On lui reprochait de nourrir des rapports trop amicaux avec Emmanuel Macron. De prendre ses distances, du moins symboliquement, avec une famille politique en situation de délabrement électoral. Nicolas Sarkozy a eu l'occasion de prouver le contraire ce lundi. L'ancien président de la République s'est rendu à Romorantin, dans le Loir-et-Cher, pour les vœux de Guillaume Peltier, numéro deux du parti Les Républicains. 

Appelant plusieurs fois à la "concorde nationale", l'ex-chef de l'État s'est inquiété du degré de violence qu'a atteint selon lui la société française. "La République, c'est un régime qui trouvé sa place dans le cœur des Français, quand la République était synonyme de sécurité, (...) de concorde, (...) de paix civile", a-t-il développé face à des sympathisants LR. Et Nicolas Sarkozy de prévenir:

"À chaque fois que la République a suscité la division, elle est tombée comme un mauvais fruit."

"Quatre cavaliers de l'apocalypse républicaine"

Dénonçant la multiplication des "scènes de violence" de ces dernières semaines, l'ancien locataire du palais de l'Elysée a affirmé que celles-ci "abaissent la France". D'après lui, "antiparlementarisme, abstention, indifférence, haine de l'autre" sont les "quatre cavaliers de l'apocalypse républicaine". 

"Nous ne pouvons pas nous permettre de choisir cette voie", a-t-il prévenu, estimant qu'il fallait "dire à nos compatriotes qu'il y a des gens qui sont morts pour qu'on vive libre".

"L'héritage ne peut pas être le terreau de la haine de l'autre. (...) Il y a une tyrannie des minorités que je n'accepte pas. La France, c'est la communauté nationale. Partout, l'identité de la Nation doit l'emporter sur les mémoires identitaires.
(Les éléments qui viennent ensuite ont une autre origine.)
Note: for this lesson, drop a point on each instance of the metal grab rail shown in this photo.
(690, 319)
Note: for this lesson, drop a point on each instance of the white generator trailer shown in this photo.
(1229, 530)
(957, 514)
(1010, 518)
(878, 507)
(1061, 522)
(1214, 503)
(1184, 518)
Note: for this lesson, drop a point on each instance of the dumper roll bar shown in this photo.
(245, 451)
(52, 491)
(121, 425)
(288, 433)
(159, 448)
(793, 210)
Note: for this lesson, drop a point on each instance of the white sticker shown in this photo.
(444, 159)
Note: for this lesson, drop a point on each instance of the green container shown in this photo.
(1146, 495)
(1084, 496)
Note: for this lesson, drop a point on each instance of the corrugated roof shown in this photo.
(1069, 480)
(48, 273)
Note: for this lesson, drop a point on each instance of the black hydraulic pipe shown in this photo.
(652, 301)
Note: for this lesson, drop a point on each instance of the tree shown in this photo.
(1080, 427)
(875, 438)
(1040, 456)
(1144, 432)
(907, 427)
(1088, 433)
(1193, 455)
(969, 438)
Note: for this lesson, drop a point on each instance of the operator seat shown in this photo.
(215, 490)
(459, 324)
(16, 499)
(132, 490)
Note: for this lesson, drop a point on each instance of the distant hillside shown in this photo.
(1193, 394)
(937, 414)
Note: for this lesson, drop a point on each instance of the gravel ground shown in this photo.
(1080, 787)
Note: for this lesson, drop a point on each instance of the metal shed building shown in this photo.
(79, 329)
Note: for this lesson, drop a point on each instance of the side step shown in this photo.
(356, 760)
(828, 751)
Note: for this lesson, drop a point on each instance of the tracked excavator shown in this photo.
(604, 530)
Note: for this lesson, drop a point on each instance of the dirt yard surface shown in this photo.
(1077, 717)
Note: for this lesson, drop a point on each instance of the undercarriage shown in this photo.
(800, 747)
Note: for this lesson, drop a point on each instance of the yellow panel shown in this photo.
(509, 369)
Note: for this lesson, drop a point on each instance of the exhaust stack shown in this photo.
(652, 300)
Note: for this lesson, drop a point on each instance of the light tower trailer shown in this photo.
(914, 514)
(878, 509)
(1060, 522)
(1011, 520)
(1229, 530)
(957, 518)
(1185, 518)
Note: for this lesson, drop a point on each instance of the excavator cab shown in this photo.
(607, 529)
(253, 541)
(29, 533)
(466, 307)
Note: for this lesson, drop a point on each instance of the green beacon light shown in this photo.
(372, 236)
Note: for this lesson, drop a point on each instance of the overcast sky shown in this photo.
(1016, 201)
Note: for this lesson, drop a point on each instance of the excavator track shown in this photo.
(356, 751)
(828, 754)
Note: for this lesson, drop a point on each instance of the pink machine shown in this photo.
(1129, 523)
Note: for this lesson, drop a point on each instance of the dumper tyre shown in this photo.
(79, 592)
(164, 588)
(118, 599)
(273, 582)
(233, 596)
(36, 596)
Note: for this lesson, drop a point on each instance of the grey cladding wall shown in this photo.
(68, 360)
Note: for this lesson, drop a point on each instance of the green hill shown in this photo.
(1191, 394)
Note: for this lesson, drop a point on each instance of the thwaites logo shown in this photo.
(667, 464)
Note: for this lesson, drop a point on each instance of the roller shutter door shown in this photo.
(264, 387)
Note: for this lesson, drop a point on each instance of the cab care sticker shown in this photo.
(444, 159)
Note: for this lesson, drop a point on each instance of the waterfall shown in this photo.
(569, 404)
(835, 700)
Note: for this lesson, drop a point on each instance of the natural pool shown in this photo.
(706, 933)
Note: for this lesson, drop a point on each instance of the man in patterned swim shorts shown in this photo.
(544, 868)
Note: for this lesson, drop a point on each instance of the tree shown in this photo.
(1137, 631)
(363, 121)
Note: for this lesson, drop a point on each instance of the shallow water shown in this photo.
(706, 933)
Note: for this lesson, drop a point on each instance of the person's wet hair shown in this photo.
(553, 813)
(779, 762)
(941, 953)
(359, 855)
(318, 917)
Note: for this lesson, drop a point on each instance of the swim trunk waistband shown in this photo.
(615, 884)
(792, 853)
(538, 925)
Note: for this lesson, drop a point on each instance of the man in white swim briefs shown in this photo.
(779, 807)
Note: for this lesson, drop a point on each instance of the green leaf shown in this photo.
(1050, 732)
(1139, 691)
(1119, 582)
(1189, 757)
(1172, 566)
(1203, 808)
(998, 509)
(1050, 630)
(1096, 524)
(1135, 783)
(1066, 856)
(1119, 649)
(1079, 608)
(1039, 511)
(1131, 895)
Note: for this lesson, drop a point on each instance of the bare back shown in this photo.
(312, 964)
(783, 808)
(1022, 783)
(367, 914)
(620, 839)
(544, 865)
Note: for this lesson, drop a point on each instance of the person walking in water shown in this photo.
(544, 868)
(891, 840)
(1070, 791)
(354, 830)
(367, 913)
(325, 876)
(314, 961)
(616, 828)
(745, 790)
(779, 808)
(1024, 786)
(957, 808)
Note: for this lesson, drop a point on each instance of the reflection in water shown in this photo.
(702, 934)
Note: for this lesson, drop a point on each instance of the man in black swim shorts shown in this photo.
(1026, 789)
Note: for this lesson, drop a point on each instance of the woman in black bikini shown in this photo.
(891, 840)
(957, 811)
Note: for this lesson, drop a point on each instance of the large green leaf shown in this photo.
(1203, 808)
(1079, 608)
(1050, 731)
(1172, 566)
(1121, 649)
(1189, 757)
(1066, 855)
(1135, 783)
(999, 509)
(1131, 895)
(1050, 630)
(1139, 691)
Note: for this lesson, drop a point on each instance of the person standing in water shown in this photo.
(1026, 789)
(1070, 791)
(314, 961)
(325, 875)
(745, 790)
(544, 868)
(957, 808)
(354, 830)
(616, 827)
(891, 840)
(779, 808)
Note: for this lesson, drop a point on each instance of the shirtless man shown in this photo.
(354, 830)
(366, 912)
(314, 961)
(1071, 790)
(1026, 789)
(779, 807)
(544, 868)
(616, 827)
Le communautarisme et l'esprit de clan sont nuisibles à la France", a développé Nicolas Sarkozy. 

Macron ménagé, Hollande égratigné

La tonalité et le vocabulaire rappellent la ligne adoptée par le candidat à la primaire LR de novembre 2016. Évoquant pêle-mêle Voltaire et François Mitterrand, l'ex-président a dénoncé les effets de Mai-68 - "il est interdit d'interdire, on voit ce que ça a donné". Il a par ailleurs ménagé son successeur Emmanuel Macron, qu'il a représenté au Japon puis au sultanat d'Oman, tout en taclant l'un de ses adversaires favoris, François Hollande:

"Je veux servir mon pays. J'ai représenté la France à la demande du président. Je respecte la fonction et la personne. Si son prédécesseur avait eu l'idée... Malheureusement il n'en avait pas."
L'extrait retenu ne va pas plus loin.